Data aliases in Valohai are essentially shortcuts to Valohai datum URLs.
Creating a data alias in your project simplifies execution input management.
Common Use Cases:
- Create an alias like
model-prod
to direct your production batch inference to the correct model version. - Set up an alias for
train-images
to access the latest preprocessed dataset for a specific use case. This streamlines input selection for your team.
Change Tracking
Valohai keeps a detailed history of every alias change, helping you track when the latest updates occurred.
Reproducability
Data aliases are resolved when creating an execution or task, ensuring consistent data usage. Even if you copy executions, the data remains unchanged if the alias has been modified in the meantime.
Create and update an alias
You can create or update an existing alias using the web UI, programmatically when you create a new output or using the Valohai APIs.
Web application
- Open your project.
- Navigate to the Data tab.
- Go to the Aliases tab within the Data tab.
- Click on “Create new datum alias.”
- Provide a name for the alias.
- Select the specific file to which the alias should point.
- Additionally, on this page, you can modify existing aliases and access the change history for each datum alias.
Programatically
You also have the option to automatically generate or modify an existing alias when you save a file within your executions by saving an additional JSON file *.metadata.json
for the file.

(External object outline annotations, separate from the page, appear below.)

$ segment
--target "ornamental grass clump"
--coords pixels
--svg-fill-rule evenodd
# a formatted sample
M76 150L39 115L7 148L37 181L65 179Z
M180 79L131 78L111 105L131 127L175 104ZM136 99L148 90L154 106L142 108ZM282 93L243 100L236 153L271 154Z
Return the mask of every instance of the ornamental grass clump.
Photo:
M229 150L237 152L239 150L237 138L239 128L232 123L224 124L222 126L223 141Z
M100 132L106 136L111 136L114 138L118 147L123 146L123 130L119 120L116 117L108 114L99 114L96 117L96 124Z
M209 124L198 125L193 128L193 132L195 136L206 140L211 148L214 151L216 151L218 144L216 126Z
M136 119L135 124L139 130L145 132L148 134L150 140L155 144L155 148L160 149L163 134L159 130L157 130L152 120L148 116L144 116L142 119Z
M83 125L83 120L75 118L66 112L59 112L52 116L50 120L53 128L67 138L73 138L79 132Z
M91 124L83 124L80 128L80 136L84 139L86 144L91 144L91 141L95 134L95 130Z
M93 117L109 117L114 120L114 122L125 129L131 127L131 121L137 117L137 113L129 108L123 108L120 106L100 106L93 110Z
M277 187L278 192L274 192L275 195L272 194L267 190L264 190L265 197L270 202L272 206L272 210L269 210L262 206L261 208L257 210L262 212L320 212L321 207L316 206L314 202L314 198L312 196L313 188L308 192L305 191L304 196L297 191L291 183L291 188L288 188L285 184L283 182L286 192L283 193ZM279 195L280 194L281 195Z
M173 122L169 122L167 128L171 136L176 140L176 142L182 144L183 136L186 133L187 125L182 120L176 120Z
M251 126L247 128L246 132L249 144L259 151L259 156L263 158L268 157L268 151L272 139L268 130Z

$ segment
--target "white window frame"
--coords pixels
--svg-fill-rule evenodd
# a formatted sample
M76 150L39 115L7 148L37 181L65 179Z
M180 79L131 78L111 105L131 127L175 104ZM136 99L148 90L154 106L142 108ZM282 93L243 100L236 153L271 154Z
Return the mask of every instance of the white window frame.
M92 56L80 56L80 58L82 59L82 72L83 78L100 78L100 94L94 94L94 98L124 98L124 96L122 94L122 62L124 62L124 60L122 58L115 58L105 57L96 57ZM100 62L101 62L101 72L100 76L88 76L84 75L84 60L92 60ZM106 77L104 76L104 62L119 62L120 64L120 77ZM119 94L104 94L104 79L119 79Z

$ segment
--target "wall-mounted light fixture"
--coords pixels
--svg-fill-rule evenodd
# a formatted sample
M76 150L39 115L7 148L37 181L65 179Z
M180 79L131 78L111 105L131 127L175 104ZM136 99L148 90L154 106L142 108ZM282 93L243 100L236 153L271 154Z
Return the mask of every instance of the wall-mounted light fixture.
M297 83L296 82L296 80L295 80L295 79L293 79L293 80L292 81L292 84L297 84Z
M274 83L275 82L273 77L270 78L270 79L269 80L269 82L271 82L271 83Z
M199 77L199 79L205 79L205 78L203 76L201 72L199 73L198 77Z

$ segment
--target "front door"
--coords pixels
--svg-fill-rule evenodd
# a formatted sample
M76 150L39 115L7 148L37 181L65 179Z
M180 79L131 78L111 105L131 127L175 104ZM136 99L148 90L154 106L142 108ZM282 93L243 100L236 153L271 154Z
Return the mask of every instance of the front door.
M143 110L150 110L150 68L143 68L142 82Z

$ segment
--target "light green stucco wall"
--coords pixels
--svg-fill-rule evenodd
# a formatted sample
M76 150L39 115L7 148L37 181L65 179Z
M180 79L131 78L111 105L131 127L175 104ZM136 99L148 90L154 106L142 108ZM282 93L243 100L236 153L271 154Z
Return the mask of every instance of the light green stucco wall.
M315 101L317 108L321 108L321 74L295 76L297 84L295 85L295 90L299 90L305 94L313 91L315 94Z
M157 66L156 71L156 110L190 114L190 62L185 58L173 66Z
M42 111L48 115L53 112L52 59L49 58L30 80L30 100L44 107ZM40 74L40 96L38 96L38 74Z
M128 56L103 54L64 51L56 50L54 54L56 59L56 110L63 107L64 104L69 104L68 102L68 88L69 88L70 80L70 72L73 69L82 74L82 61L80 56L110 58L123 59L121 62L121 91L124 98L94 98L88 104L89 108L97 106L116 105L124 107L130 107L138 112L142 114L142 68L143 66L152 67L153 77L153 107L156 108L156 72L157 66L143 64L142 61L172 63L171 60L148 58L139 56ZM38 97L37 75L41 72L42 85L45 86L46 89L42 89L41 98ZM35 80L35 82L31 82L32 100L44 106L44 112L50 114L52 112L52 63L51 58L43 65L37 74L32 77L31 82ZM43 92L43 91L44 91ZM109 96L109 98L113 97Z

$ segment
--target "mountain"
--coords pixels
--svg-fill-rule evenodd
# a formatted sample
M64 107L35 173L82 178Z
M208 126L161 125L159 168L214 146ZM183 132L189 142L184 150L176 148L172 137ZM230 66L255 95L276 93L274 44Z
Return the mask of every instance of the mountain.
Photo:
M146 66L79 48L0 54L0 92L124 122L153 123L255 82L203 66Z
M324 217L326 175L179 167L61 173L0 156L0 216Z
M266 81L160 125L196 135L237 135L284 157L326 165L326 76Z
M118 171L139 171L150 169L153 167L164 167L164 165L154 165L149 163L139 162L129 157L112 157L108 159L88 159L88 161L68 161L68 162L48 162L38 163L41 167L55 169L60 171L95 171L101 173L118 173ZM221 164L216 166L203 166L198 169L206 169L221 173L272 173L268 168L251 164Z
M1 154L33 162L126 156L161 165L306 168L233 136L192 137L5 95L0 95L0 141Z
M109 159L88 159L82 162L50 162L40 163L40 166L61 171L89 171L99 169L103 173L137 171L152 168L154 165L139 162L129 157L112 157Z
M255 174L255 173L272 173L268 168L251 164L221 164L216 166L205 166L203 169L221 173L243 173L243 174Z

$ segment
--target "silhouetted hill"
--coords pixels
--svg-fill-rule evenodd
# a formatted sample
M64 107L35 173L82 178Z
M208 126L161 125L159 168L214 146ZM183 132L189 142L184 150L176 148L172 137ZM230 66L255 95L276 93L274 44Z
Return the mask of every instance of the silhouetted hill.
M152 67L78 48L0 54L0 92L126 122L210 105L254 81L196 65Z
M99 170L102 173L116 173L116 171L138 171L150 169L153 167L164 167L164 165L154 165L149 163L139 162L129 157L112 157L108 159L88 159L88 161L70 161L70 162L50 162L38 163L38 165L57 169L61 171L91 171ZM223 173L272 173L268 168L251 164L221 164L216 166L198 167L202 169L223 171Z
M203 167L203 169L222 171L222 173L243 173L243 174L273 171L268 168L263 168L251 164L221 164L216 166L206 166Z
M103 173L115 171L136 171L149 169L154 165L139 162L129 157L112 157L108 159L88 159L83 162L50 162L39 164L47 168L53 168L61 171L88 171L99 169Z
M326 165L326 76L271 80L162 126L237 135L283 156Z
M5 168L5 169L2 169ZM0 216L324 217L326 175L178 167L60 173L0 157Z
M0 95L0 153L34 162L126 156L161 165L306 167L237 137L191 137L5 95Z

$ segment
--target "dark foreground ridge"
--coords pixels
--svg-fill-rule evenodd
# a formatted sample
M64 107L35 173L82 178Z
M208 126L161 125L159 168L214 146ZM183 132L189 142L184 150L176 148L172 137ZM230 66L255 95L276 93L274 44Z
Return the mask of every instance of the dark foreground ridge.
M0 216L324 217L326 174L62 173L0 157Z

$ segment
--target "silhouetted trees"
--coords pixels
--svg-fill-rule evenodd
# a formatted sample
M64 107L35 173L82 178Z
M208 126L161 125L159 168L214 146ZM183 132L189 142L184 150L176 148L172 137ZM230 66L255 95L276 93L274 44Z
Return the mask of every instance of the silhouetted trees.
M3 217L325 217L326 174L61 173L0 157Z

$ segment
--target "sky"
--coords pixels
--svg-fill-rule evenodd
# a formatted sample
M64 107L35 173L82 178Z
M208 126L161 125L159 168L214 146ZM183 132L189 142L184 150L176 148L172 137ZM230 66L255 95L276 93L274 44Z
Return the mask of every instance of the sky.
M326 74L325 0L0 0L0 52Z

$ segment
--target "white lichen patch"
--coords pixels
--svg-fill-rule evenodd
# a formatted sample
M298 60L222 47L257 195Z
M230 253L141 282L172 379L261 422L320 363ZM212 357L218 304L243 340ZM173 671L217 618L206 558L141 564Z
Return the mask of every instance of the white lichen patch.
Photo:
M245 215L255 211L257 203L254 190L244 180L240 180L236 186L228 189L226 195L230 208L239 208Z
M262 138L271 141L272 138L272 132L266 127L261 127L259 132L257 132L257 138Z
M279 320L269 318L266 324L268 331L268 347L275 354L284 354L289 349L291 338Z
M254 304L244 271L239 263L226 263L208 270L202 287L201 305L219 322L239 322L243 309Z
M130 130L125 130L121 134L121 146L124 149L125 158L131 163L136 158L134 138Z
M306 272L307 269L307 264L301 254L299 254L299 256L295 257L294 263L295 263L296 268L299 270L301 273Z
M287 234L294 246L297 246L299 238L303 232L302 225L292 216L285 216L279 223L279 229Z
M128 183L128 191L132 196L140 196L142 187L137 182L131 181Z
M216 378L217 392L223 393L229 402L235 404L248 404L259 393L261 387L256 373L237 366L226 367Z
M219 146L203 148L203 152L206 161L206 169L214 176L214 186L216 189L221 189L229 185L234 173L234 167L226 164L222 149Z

Once you’ve stored an alias using metadata, it will become visible on the Data -> Alias tab.
import valohai
import json
metadata = {
"valohai.alias": "model-prod", # creates or updates a Valohai data alias to point to this output file
}
save_path = '/valohai/outputs/model.h5')
model.save(save_path)
metadata_path = '/valohai/outputs/model.h5.metadata.json'
with open(metadata_path, 'w') as outfile:
json.dump(metadata, outfile)
Use as an input
If you’re using the web app, you can select an alias as the input for your execution by searching for the alias name in the inputs data browser (number 1 in the picture below).
In valohai.yaml
You can set the default input of a step as a datum alias. Every time you run that step Valohai will fetch the data file that the alias is pointing to and use it to run the execution.
- step:
name: train-model
image: tensorflow/tensorflow:1.13.1
command: python myfile.py
inputs:
- name: mydata
default: datum://train-images
- name: mymodel
default: datum://model-prod
In this setup, the train-model
step is defined with a default input of a datum alias, train-images
, for the data and model-prod
for the model weights. When the step is executed, Valohai will automatically retrieve the specified data and model weights for seamless processing.